Just two weeks after hearing oral argument as to why Jerry Sandusky should be granted a new trial in his child sexual abuse case, a three-judge panel from the state Superior Court Wednesday issued a 19-page opinion explaining why he should not.
The judges rejected each of the issues outlined by the former Penn State University football coach's attorney at argument in Wilkes-Barre on Sept. 17, including that it was reversible error for the trial judge, John M. Cleland, to deny the defense motion for a postponement because they had insufficient time to prepare for the case.
Sandusky was charged in November 2011 and went to trial on 48 counts in June 2012. He was found guilty on all but three charges against him and was sentenced last October to 30 to 90 years in prison.

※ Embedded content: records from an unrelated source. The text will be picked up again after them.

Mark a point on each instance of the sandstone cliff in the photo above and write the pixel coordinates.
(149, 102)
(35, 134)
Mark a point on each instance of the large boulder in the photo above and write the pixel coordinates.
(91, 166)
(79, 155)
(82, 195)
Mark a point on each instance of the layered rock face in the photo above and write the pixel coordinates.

Judge Cleland denied three separate requests for a continuance. "While June 5th does present its problems, on balance and considering all the interests involved -- the defendant's right to a fair trial, the alleged victims' right [to] their day in court, the commonwealth's obligation to prosecute promptly, and the public's expectation that justice will be timely done -- no date will necessarily present a better alternative."

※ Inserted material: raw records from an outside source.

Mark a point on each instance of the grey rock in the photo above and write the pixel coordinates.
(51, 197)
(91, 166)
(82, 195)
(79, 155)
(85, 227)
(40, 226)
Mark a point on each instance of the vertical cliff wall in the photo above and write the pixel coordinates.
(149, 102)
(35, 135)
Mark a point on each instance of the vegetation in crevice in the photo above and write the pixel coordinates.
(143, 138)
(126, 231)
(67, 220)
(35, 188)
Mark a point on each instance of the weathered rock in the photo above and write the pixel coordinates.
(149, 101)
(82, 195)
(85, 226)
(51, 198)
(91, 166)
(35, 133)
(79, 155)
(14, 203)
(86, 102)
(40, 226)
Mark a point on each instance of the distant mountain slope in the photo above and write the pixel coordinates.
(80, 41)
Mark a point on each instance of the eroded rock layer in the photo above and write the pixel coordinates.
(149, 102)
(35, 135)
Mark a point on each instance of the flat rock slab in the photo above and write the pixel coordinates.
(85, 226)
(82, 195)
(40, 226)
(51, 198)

Superior Court judges Jack A. Panella, Sallie Updyke Mundy and William H. Platt found no constitutional error.
"The trial court's explanation denotes a careful consideration of the matter. The decision does not reflect a myopic insistence upon expeditiousness in the face of Sandusky's request; it was not an arbitrary denial," the judges wrote.

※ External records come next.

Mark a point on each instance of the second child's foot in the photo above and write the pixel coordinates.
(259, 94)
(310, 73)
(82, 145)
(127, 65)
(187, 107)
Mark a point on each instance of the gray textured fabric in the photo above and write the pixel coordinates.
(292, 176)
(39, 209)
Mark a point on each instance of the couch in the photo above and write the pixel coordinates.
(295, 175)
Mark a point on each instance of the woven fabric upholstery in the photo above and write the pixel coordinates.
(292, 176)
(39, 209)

Even if there had been an error, the panel continued, it would have been harmless since at a post-sentence motion hearing, trial attorney Joseph Amendola said that even after reviewing all of the discovery and evidence following the verdict, he found not a single item that would have changed the course of how he prepared the case.
"As evidenced by counsel's own testimony, Sandusky suffered no prejudice from the trial court's denial of the continuance requests."
Other appellate issues raised by Sandusky included the jury instruction given by Judge Cleland related to character evidence and whether the court erred in failing to give the jury the "prompt complaint instruction" related to the length of time it takes for a victim to come forward. In this case, all but one victim waited for years before going to police. Delays ranged from two years to 16.
"The instruction permits a jury to call into question a complainant's credibility when he or she did not complain at the first available opportunity," the panel wrote. "However, there is no policy in our jurisprudence that the instruction be given in every case."